In order to innovate, contemporary leaders are encouraged to be visionaries, to engage and nurture their teams at much higher levels, and to transform organizational cultures. The command-and-control micromanagement of the industrial age is a relic of the past - certainly no way to bring about the innovation required for modern organizations. According to a recent study by Ann Kowal Smith (DM 2010), however, leaders should not entirely jettison their top-down managerial repertoire - because in certain circumstances this approach can actually increase organizational innovation. According to Ann, leaders should actively seek to balance different styles of leadership to encourage increased innovation and better organizational performance.
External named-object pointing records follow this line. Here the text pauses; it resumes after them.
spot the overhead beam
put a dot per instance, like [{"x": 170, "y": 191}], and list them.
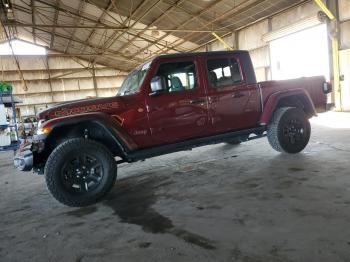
[
  {"x": 226, "y": 45},
  {"x": 116, "y": 28},
  {"x": 52, "y": 40}
]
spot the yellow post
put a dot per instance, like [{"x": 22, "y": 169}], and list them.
[
  {"x": 335, "y": 56},
  {"x": 222, "y": 41},
  {"x": 325, "y": 9}
]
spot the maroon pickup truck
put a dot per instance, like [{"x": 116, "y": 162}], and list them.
[{"x": 172, "y": 103}]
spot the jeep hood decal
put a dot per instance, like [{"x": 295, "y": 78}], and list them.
[{"x": 110, "y": 104}]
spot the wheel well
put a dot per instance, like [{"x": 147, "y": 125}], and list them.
[
  {"x": 298, "y": 101},
  {"x": 92, "y": 130}
]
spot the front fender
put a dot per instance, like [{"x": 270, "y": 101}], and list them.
[
  {"x": 104, "y": 121},
  {"x": 274, "y": 99}
]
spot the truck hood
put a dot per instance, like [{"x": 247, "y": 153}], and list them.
[{"x": 106, "y": 105}]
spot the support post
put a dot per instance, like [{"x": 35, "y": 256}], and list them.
[{"x": 331, "y": 10}]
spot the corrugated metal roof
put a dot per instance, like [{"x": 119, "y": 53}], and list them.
[{"x": 124, "y": 33}]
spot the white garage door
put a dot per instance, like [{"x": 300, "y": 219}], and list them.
[{"x": 301, "y": 54}]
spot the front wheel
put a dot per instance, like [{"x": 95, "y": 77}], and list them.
[
  {"x": 289, "y": 130},
  {"x": 80, "y": 172}
]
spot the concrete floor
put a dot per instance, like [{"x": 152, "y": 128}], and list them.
[{"x": 217, "y": 203}]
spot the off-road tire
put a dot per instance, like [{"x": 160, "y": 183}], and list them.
[
  {"x": 62, "y": 154},
  {"x": 278, "y": 130}
]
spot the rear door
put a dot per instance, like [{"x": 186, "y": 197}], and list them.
[
  {"x": 233, "y": 104},
  {"x": 181, "y": 111}
]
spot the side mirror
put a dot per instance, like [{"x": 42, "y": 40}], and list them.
[{"x": 157, "y": 85}]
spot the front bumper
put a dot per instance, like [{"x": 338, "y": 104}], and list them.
[{"x": 23, "y": 160}]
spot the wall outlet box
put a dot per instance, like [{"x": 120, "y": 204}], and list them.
[{"x": 2, "y": 115}]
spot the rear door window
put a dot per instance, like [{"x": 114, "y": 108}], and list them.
[
  {"x": 179, "y": 76},
  {"x": 223, "y": 72}
]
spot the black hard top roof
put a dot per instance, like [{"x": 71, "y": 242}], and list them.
[{"x": 210, "y": 53}]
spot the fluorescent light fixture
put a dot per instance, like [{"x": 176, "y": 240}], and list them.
[{"x": 21, "y": 48}]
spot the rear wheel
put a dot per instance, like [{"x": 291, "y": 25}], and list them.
[
  {"x": 289, "y": 130},
  {"x": 80, "y": 172}
]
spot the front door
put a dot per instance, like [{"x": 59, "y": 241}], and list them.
[
  {"x": 233, "y": 104},
  {"x": 180, "y": 112}
]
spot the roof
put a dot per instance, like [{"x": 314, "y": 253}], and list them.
[
  {"x": 125, "y": 33},
  {"x": 210, "y": 53}
]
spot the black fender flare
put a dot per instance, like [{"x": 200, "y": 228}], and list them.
[{"x": 111, "y": 126}]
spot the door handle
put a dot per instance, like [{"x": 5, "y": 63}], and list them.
[
  {"x": 238, "y": 94},
  {"x": 197, "y": 101}
]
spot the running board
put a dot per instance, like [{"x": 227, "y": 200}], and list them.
[{"x": 242, "y": 135}]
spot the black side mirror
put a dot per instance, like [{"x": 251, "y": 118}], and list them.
[{"x": 157, "y": 85}]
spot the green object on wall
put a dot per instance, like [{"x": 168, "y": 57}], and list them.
[{"x": 5, "y": 87}]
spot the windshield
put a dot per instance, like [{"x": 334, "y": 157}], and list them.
[{"x": 133, "y": 81}]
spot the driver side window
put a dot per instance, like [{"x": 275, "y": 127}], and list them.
[{"x": 179, "y": 76}]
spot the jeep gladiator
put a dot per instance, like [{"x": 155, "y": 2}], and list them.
[{"x": 171, "y": 103}]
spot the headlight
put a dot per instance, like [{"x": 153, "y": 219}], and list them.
[{"x": 43, "y": 131}]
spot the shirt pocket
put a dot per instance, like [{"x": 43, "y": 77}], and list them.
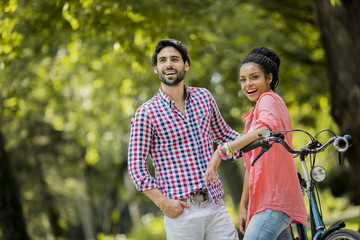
[{"x": 203, "y": 122}]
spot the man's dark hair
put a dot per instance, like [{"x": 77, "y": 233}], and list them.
[{"x": 178, "y": 45}]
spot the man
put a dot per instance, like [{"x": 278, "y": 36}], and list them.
[{"x": 176, "y": 128}]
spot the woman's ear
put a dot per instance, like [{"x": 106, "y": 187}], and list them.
[{"x": 269, "y": 78}]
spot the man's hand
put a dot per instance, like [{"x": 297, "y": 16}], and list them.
[
  {"x": 242, "y": 219},
  {"x": 173, "y": 208},
  {"x": 170, "y": 207}
]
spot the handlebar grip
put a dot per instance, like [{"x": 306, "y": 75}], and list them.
[{"x": 251, "y": 146}]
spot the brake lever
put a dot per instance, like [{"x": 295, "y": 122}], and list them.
[{"x": 265, "y": 147}]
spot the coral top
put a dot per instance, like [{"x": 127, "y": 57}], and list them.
[{"x": 273, "y": 181}]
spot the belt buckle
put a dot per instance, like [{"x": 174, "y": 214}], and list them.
[{"x": 204, "y": 195}]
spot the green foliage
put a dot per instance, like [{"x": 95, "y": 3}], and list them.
[{"x": 72, "y": 74}]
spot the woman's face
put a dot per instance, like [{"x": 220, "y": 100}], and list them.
[{"x": 253, "y": 81}]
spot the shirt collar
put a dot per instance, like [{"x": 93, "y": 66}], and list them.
[{"x": 166, "y": 99}]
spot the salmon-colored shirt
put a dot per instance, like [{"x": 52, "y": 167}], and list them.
[{"x": 273, "y": 180}]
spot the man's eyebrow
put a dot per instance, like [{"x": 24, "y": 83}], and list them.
[
  {"x": 250, "y": 74},
  {"x": 175, "y": 56}
]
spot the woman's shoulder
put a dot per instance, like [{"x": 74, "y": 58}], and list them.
[{"x": 270, "y": 97}]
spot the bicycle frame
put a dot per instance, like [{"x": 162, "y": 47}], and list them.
[
  {"x": 318, "y": 230},
  {"x": 317, "y": 225}
]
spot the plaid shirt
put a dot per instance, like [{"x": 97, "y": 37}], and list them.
[{"x": 179, "y": 147}]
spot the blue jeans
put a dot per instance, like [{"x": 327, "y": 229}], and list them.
[{"x": 268, "y": 225}]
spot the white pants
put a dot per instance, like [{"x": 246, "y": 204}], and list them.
[{"x": 202, "y": 221}]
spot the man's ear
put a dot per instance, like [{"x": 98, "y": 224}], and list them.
[{"x": 187, "y": 67}]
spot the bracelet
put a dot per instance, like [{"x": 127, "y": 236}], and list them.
[
  {"x": 228, "y": 153},
  {"x": 232, "y": 152},
  {"x": 228, "y": 150}
]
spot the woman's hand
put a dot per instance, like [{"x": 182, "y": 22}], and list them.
[
  {"x": 210, "y": 175},
  {"x": 242, "y": 219}
]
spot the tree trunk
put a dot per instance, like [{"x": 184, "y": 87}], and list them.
[
  {"x": 12, "y": 222},
  {"x": 339, "y": 25}
]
Management scholars often think about organizational innovation as a dichotomy between exploration and exploitation. Exploration refers to activity that fosters more radical, longer-horizon innovations that depart from an organization's traditional business activity, whereas exploitation refers to more incremental, shorter-horizon innovations that are extensions of that organization's current business. Recent work has found that visionary, "transformational" leadership encourages exploration whereas top-down, "transactional" leadership drives exploitative innovation.
In analyzing data from 111 companies across 42 countries, Ann found that the dynamics between leadership and innovation are not quite so simple. She found that the combination of both transactional and transformational leadership drove the more exploratory forms of innovation that lead to sustained earnings growth, whereas a sole focus on transformational leadership may indirectly inhibit earnings growth over time. According to Ann, "These findings, in fact, seriously question the transformational/transactional leadership dichotomy represented in the academic literature and confirm that good leaders, in practice, must balance multiple, even at times counterintuitive, behavioral styles and approaches to drive innovation and performance. The right "cocktail" of these behaviors is highly dependent on the context and desired outcomes."
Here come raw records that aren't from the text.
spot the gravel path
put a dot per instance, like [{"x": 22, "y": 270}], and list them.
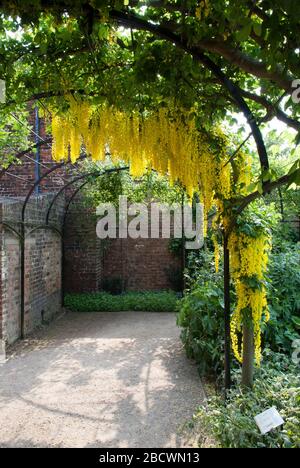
[{"x": 99, "y": 380}]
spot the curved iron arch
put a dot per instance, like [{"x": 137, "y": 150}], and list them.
[{"x": 76, "y": 179}]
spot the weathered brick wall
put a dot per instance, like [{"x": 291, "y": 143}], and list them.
[
  {"x": 42, "y": 267},
  {"x": 83, "y": 251},
  {"x": 141, "y": 264}
]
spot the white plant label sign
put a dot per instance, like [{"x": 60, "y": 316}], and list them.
[
  {"x": 2, "y": 91},
  {"x": 268, "y": 420}
]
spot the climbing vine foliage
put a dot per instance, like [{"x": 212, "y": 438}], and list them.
[{"x": 171, "y": 141}]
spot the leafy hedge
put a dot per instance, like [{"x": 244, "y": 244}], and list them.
[
  {"x": 232, "y": 425},
  {"x": 165, "y": 301},
  {"x": 284, "y": 300},
  {"x": 201, "y": 311}
]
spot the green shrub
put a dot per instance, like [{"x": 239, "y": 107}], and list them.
[
  {"x": 284, "y": 300},
  {"x": 201, "y": 314},
  {"x": 232, "y": 425},
  {"x": 164, "y": 301}
]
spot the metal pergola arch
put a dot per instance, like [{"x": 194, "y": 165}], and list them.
[{"x": 22, "y": 235}]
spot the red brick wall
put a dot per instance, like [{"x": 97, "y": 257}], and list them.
[
  {"x": 82, "y": 251},
  {"x": 42, "y": 267},
  {"x": 143, "y": 264}
]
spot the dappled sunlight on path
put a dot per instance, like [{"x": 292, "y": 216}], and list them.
[{"x": 99, "y": 380}]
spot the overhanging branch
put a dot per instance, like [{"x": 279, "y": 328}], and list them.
[{"x": 133, "y": 21}]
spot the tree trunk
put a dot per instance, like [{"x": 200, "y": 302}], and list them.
[{"x": 227, "y": 314}]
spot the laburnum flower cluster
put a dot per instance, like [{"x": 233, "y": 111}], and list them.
[{"x": 170, "y": 141}]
Ann is currently working with Kalle Lyytinen and Nick Berente to prepare this work for journal submission. She will be presenting her research at the 2010 Academy of Management's Annual Meeting based on an early version of the paper entitled "The ‘Where' and ‘How' of Exploration and Exploitation: Balancing Leadership Styles to Drive Innovation and Performance."
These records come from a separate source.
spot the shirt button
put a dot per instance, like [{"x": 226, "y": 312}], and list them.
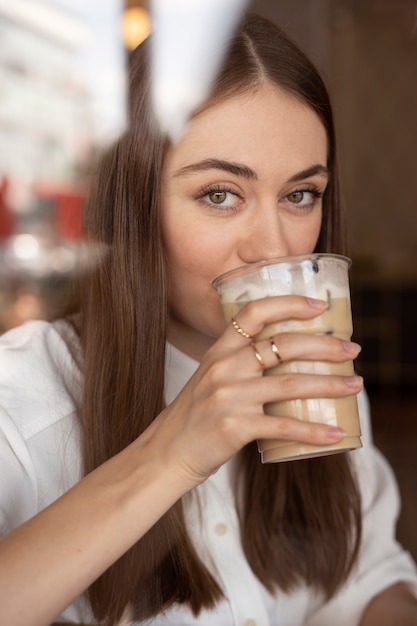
[{"x": 221, "y": 529}]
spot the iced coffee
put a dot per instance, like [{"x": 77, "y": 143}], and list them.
[{"x": 322, "y": 276}]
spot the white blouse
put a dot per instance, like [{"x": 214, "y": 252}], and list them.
[{"x": 40, "y": 459}]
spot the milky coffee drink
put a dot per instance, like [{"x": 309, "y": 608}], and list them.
[{"x": 322, "y": 276}]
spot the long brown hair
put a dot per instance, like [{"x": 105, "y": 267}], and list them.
[{"x": 300, "y": 522}]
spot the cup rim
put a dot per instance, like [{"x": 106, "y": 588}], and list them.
[{"x": 278, "y": 260}]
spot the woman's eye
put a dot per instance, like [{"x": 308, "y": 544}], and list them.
[
  {"x": 224, "y": 199},
  {"x": 217, "y": 197},
  {"x": 304, "y": 197}
]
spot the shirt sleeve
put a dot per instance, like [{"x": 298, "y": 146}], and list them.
[{"x": 382, "y": 562}]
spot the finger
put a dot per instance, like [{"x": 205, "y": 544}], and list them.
[
  {"x": 292, "y": 429},
  {"x": 288, "y": 386},
  {"x": 286, "y": 347},
  {"x": 252, "y": 318}
]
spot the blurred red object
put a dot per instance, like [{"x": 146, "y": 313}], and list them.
[
  {"x": 68, "y": 205},
  {"x": 6, "y": 221}
]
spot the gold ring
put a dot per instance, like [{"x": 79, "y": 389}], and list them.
[
  {"x": 275, "y": 349},
  {"x": 240, "y": 330},
  {"x": 258, "y": 356}
]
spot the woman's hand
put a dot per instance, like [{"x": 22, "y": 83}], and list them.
[{"x": 221, "y": 408}]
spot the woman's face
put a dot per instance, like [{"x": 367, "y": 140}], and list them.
[{"x": 244, "y": 183}]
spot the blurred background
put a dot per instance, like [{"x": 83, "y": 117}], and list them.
[{"x": 366, "y": 51}]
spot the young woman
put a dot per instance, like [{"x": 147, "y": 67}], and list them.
[{"x": 128, "y": 464}]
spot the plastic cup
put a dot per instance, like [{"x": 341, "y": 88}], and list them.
[{"x": 323, "y": 276}]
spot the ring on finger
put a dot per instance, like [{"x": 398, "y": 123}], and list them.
[
  {"x": 240, "y": 330},
  {"x": 275, "y": 349},
  {"x": 258, "y": 355}
]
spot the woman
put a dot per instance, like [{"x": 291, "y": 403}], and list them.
[{"x": 175, "y": 520}]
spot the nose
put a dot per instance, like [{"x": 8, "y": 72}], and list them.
[{"x": 264, "y": 237}]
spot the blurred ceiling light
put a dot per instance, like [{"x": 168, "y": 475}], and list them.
[{"x": 136, "y": 26}]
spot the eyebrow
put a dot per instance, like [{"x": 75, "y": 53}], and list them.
[
  {"x": 218, "y": 164},
  {"x": 244, "y": 171}
]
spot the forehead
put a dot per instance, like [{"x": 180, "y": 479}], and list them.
[{"x": 263, "y": 127}]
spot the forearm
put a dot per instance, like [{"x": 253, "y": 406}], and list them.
[
  {"x": 51, "y": 559},
  {"x": 393, "y": 607}
]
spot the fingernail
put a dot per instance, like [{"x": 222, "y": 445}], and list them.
[
  {"x": 335, "y": 433},
  {"x": 354, "y": 381},
  {"x": 317, "y": 304},
  {"x": 351, "y": 347}
]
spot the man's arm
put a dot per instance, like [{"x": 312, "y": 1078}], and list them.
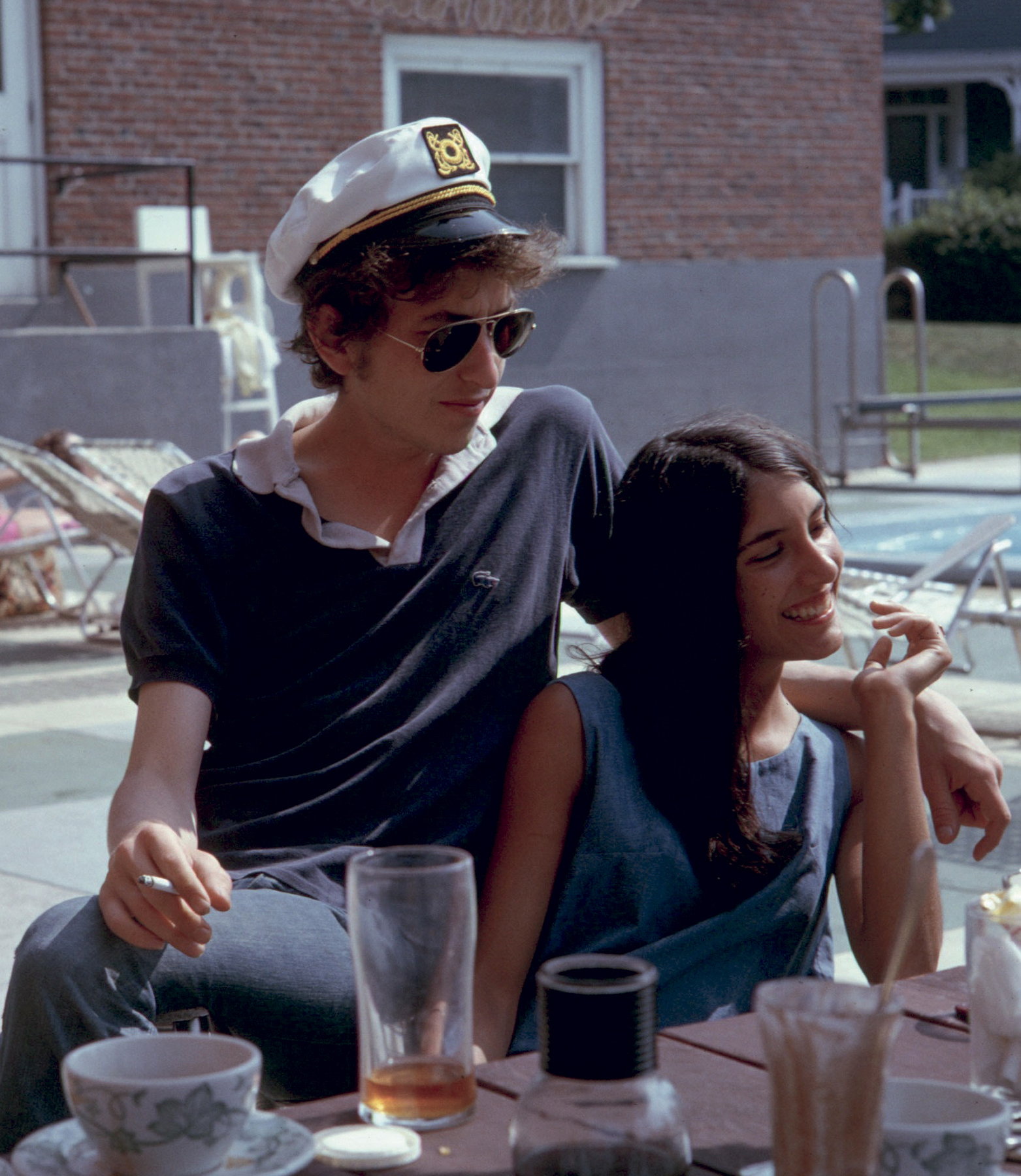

Ann Kowal Smith is an independent consultant, counseling individuals and organizations on strategy and leadership issues, coaching, communications, and project/initiative management. She is currently actively involved in issues at the intersection of education and economic development. Previously, Ann held senior-level positions with Heidrick & Struggles, McKinsey & Company, Squire, Sanders & Dempsey, LLP, Benesch, Friedlander, Coplan & Aronoff LLP, and KeyCorp. She has taught and been actively involved in the development of curriculum in a Montessori environment, and serves as Chair of the Board of The Montessori High School at University Circle, a new high school that opened to students in Fall 2008. Ann holds a B.A. in History of Art from Bryn Mawr College, an M.A. in History of Art from the University of Michigan, and a J.D. from Case Western Reserve University.